Quadrant Higher is better
Samsung Galaxy S5 25041
Google Nexus 5 8455
AnTuTu Higher is better
Samsung Galaxy S5 36603
Google Nexus 5 26340
Vellamo Metal Higher is better
Samsung Galaxy S5 1186
Google Nexus 5 1166
Vellamo HTML 5 Higher is better
Samsung Galaxy S5 1632
Google Nexus 5 1524
Sunspider Lower is better
Samsung Galaxy S5 777.3
Google Nexus 5 723.9
GFXBench Manhattan 3.1 on-screen Higher is better
Samsung Galaxy S5 11.7
Google Nexus 5 9.4
Basemark OS II Higher is better
Samsung Galaxy S5 1054
Google Nexus 5 891.3

Internet and Connectivity

Both the Galaxy S5 and Nexus 5 support 4G LTE, rich connectivity options, and a smooth web surfing experience.

You can surf the web via the mobile Chrome browser, which comes pre-loaded on both devices, but Samsung actually opts for its own custom Android browser as the default solution. Both browsers get the job done in an efficient and fast manner, and differ mainly in their interface. Chrome seems just a tad bit better suited for touch interface with its neat card-based interface, and it supports cross-device syncing. Scrolling and zooming around webpages happens without a stutter, as you’d expect from such high-class smartphones.
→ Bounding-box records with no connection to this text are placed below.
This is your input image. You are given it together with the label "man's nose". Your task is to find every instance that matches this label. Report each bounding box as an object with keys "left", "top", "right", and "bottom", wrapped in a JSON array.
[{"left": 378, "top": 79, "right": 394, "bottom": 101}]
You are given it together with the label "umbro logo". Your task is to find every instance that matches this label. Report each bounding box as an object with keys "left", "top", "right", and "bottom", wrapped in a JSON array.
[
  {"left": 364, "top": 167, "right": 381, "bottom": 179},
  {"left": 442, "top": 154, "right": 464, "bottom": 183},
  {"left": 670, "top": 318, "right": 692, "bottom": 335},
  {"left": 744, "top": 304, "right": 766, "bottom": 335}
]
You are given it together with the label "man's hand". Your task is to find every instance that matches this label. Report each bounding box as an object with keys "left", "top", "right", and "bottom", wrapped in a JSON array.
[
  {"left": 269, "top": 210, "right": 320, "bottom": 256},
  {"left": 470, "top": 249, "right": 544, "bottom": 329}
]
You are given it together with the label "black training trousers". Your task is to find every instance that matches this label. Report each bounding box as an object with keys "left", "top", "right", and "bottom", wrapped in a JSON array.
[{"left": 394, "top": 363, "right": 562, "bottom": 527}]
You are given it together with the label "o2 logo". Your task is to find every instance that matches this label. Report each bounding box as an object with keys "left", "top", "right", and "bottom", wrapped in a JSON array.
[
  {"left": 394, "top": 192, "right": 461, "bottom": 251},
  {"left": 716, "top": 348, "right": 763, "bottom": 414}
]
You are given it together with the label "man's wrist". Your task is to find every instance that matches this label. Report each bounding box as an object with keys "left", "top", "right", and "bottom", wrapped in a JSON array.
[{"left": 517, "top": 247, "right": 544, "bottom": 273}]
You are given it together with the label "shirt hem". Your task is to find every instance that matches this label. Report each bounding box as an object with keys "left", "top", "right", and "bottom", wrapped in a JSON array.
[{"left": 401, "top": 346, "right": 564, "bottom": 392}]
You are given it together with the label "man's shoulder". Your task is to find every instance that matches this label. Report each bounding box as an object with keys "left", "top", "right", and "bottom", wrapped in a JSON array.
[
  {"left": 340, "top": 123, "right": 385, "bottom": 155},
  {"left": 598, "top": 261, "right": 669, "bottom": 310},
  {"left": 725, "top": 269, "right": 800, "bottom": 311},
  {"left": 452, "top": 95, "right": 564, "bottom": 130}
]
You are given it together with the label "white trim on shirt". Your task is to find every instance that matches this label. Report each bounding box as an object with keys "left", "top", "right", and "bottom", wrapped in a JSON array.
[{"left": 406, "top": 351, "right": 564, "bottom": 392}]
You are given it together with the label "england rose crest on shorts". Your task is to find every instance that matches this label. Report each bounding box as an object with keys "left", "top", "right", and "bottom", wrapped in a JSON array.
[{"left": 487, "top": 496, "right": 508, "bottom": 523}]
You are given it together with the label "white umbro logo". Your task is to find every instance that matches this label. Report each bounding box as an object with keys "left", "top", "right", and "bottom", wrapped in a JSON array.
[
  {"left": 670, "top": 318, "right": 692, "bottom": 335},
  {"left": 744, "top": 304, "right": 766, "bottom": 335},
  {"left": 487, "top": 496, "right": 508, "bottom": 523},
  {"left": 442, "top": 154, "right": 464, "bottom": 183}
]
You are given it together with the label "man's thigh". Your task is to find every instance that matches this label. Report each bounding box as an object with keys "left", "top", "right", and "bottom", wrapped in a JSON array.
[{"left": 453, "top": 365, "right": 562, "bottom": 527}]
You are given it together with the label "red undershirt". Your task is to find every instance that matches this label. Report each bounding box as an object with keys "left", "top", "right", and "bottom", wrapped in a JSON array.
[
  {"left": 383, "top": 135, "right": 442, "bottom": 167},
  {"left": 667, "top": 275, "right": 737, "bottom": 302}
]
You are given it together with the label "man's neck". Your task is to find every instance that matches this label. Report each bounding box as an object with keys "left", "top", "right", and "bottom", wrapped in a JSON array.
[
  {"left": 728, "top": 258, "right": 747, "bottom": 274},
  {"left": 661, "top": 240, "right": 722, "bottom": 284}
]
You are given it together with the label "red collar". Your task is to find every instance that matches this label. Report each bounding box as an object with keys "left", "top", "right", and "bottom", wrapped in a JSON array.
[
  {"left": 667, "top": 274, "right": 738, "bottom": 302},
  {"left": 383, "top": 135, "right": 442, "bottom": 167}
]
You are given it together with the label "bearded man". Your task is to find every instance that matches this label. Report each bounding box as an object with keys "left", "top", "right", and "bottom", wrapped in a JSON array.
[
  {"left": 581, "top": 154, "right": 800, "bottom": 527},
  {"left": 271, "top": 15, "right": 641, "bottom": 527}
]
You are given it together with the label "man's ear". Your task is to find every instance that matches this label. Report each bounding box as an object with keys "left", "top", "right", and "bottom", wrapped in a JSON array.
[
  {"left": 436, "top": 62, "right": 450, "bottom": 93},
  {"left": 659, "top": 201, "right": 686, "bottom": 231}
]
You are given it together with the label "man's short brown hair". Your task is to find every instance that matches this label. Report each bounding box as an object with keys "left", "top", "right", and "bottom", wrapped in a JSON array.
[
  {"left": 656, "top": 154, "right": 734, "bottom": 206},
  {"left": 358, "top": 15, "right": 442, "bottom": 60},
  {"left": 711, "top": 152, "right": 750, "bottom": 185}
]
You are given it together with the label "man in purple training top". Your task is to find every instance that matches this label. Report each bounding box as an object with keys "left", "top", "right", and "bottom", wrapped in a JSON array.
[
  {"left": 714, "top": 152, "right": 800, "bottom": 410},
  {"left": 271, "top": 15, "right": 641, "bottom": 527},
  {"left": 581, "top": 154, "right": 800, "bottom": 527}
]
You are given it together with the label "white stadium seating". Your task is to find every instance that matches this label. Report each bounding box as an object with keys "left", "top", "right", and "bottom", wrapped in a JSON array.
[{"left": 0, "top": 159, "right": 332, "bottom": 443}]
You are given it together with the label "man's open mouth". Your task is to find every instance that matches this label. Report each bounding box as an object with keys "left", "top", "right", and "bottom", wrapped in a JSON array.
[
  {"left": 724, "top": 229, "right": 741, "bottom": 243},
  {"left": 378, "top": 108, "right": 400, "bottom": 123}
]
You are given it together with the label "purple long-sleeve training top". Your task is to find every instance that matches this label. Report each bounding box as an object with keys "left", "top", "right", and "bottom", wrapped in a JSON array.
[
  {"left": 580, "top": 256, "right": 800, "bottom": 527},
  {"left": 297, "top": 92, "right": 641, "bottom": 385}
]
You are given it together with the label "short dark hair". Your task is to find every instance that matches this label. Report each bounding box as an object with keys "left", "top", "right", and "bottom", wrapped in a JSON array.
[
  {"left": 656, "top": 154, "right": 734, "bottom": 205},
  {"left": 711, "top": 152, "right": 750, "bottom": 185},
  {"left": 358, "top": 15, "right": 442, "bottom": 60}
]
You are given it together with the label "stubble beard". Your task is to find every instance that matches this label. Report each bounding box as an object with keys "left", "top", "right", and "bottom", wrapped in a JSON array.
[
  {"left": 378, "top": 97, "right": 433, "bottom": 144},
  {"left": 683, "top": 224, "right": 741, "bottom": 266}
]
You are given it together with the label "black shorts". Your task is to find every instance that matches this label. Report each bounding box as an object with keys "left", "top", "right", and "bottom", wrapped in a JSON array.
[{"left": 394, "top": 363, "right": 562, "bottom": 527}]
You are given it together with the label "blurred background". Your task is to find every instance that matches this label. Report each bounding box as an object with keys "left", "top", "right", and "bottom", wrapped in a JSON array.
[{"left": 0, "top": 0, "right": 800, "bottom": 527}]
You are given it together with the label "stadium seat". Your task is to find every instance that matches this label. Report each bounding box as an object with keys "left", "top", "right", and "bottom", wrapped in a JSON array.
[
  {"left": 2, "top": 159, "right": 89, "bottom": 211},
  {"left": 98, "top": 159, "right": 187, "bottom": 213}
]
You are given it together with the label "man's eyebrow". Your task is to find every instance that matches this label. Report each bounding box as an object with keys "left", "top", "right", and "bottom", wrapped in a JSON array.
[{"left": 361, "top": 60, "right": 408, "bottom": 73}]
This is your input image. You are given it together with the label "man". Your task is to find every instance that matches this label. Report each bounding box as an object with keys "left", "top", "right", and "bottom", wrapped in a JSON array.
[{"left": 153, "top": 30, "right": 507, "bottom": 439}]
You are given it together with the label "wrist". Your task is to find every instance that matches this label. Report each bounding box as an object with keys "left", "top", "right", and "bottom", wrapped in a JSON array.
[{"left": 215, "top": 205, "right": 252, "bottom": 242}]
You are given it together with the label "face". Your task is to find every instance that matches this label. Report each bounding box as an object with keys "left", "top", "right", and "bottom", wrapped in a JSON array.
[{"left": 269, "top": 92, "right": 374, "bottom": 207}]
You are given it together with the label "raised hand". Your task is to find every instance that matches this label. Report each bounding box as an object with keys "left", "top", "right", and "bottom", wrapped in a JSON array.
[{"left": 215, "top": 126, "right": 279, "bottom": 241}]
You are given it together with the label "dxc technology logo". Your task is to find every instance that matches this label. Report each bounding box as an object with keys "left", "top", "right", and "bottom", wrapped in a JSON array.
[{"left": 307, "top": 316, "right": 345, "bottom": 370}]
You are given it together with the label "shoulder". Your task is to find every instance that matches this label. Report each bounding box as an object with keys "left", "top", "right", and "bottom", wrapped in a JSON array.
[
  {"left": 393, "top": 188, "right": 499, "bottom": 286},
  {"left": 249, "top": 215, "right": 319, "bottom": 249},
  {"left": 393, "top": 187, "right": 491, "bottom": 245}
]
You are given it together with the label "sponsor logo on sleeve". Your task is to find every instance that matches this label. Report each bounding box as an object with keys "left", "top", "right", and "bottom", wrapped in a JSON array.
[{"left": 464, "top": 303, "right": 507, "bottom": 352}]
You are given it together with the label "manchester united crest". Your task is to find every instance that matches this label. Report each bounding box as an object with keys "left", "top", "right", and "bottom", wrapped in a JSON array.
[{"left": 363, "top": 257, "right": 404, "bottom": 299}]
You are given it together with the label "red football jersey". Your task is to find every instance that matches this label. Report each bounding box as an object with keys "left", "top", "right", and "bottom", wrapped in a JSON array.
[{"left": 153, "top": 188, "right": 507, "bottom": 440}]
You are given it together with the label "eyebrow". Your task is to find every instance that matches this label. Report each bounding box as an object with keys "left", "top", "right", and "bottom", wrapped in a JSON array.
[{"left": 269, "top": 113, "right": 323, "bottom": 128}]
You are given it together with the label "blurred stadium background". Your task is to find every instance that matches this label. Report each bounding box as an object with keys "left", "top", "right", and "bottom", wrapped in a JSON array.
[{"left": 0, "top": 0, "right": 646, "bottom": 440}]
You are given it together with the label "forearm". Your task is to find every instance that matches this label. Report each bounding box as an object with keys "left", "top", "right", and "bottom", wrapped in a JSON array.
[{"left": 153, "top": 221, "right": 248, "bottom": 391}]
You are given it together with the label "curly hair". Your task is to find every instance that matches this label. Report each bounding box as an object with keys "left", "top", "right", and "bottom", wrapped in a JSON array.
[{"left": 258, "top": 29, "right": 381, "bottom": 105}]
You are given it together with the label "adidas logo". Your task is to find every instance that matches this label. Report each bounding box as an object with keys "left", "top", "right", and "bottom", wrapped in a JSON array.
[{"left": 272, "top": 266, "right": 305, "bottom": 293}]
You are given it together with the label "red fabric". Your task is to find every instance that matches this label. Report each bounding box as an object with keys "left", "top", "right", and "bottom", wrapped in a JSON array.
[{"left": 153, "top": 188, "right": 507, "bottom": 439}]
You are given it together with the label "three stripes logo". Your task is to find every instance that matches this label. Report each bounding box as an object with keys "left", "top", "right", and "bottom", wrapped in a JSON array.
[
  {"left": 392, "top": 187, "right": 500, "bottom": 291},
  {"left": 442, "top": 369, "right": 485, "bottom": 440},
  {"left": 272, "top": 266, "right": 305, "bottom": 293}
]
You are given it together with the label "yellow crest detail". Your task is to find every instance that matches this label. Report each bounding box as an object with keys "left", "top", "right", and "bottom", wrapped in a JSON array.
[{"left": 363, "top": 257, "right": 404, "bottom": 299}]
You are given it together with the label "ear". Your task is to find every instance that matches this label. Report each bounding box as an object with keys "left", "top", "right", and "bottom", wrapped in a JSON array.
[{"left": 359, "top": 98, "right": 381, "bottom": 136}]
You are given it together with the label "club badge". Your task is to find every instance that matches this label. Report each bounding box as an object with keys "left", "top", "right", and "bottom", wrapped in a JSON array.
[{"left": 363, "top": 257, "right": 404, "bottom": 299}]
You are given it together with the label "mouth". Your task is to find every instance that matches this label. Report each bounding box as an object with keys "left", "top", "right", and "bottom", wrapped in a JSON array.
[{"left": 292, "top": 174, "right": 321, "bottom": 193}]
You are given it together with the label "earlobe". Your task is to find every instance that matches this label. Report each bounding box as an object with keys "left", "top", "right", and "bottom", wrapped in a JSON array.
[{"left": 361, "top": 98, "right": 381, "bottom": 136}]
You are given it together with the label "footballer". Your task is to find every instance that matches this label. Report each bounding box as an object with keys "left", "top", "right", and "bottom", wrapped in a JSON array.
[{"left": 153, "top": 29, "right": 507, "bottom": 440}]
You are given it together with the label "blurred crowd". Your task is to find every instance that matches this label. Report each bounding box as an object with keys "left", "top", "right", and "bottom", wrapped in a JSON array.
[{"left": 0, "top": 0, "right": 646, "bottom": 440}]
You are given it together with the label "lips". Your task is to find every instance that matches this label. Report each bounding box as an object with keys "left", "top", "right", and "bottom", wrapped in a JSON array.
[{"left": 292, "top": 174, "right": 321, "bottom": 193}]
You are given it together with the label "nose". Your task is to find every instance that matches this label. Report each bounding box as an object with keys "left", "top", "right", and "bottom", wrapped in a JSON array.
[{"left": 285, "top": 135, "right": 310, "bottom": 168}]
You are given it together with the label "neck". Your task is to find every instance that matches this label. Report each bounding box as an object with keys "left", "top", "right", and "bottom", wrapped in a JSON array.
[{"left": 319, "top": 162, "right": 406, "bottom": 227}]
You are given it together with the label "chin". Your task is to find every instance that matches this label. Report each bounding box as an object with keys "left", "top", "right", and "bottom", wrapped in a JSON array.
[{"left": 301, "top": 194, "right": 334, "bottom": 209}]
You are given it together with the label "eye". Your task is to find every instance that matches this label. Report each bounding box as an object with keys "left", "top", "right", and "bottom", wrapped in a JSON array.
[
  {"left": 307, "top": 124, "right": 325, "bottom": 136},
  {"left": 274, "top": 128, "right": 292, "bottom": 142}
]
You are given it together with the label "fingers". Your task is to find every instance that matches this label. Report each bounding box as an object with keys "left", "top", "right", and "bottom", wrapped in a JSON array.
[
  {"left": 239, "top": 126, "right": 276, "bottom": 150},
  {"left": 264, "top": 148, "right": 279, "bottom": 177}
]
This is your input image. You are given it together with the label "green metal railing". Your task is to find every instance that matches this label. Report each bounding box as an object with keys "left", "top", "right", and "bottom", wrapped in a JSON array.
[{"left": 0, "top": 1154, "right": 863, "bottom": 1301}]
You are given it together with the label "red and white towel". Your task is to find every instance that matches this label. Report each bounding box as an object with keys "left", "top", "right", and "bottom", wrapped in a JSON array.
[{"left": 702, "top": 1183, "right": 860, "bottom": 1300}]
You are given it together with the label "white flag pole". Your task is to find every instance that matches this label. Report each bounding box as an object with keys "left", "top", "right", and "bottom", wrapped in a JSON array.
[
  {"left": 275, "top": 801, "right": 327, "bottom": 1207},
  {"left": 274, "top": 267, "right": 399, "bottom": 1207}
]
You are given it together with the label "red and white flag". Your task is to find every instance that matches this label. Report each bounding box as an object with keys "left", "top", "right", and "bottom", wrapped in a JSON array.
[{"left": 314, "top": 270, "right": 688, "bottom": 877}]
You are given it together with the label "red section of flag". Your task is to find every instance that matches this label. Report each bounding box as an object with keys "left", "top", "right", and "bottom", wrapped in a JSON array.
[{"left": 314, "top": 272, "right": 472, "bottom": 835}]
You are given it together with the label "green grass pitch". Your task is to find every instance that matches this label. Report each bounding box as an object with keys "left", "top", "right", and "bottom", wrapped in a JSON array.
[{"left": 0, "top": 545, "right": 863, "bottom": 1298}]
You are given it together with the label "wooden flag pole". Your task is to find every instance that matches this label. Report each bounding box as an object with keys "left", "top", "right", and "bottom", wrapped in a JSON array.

In terms of connectivity, both feature 4G LTE with appropriate bands for different markets, but the S5 has the newer Category 4 Qualcomm Gobi modem that supports up to 150Mbps on the downlink, while the Nexus 5 can handle as much as 100Mbps in downloads.

Additionaly connectivity options include dual-channel Wi-Fi, Bluetooth 4.0, GPS, and NFC on both. The S5 also has an infra-red (IR) beamer that can be used as a remote control for a TV and other electronics.